Berlin truck attack suspect killed in Milan police shootout

Anis Amri
The wanted photo issued by German federal police on Wednesday, Dec. 21, 2016 shows 24-year-old Tunisian Anis Amri who is suspected of being involved in the fatal attack on the Christmas market in Berlin on Dec. 19, 2016. The Tunisian man suspected of driving a truck into a crowded Christmas market in Berlin was killed early Friday Dec. 23, 2016 in a shootout with police in Milan, ending a Europe-wide manhunt, Italy's interior minister said.(German police via AP)

ROME (AP) — The Tunisian man suspected of driving a truck into a crowded Christmas market in Berlin was killed early Friday in a shootout with police in Milan, ending a Europe-wide manhunt, Italy’s interior minister said.

Checks conducted after the shootout showed “the person killed, without a shadow of a doubt, is Anis Amri, the suspect of the terrorist attack,” Interior Minister Marco Minniti said.

The Islamic State group claimed responsibility for the Monday attack in Berlin, which killed 12 and injured 56 others.

Amri, 24, who had spent time in prison in Italy, was stopped by two officers during a routine police check in the Sesto San Giovanni neighborhood of Milan early Friday. He pulled a gun from his backpack after being asked to show his identity papers and was killed in the ensuing shootout.

One of the officers was shot and is in the hospital, but his condition is not life-threatening, Minniti said. The other officer fatally shot Amri.

German authorities said they were still awaiting official confirmation that the person killed in Milan was Amri, but German Interior Ministry spokesman Tobias Plate said, “should this turn out to be true, then the Interior Ministry is relieved that this person doesn’t pose a threat anymore.”

It was unclear how and when Amri traveled from Berlin to Milan. German authorities issued a Europe-wide wanted notice for him on Wednesday, two days after the attack.

Authorities say Amri has used at least six different names and three nationalities in his travels around Europe.

He left Tunisia in the wake of the 2011 Arab Spring uprisings and initially spent time in Italy.
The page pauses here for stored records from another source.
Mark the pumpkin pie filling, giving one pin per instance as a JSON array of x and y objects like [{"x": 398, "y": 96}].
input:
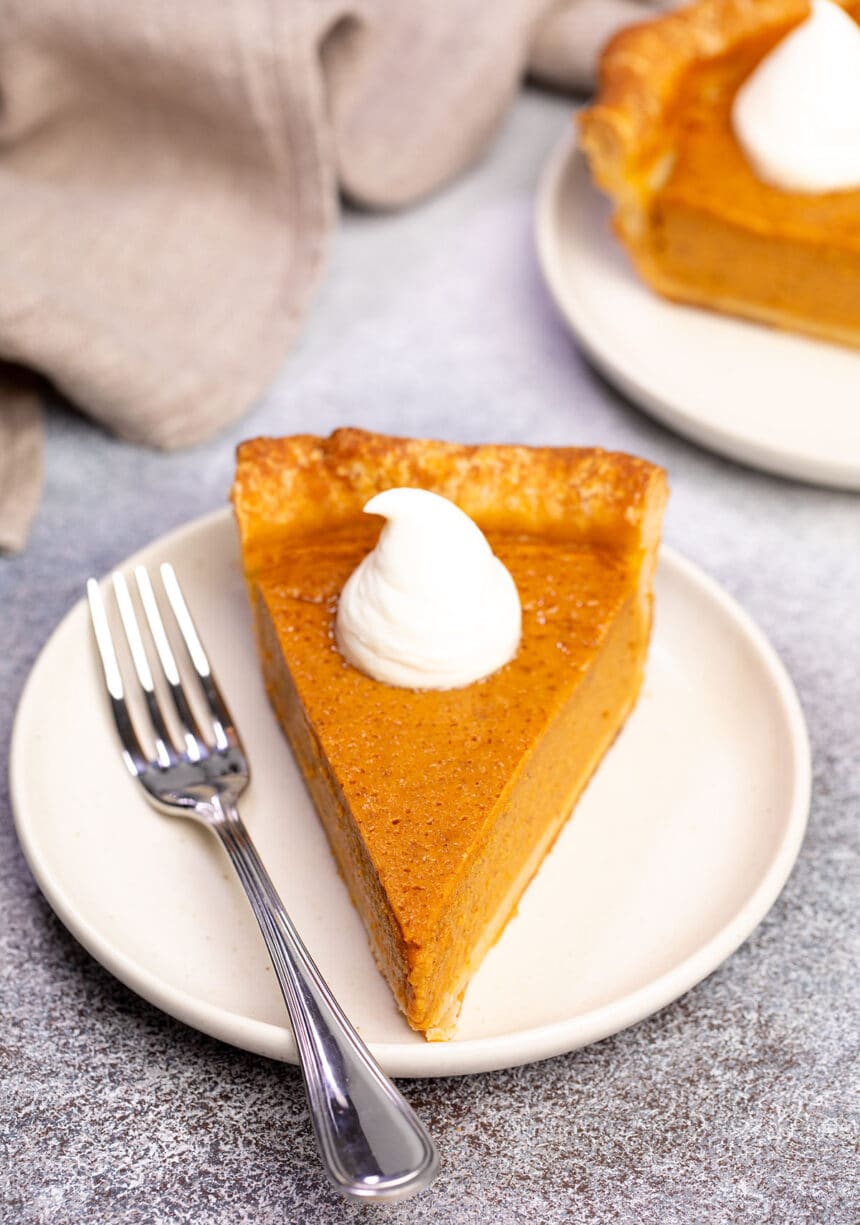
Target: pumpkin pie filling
[
  {"x": 441, "y": 804},
  {"x": 697, "y": 222}
]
He was repeatedly transferred among Sicilian prisons for bad conduct, with prison records saying he bullied inmates and tried to spark insurrections. He served 3 ½ years for setting a fire at a refugee center and making threats, among other things — but Italy apparently detected no signs that he was becoming radicalized.

German authorities had deemed Amri, who arrived in the country last year, a potential threat long before the attack this week — and even kept him under covert surveillance for six months this year.

They had been trying to deport him after his asylum application was rejected in July but were unable to do so because he lacked valid identity papers and Tunisia initially denied that he was a citizen.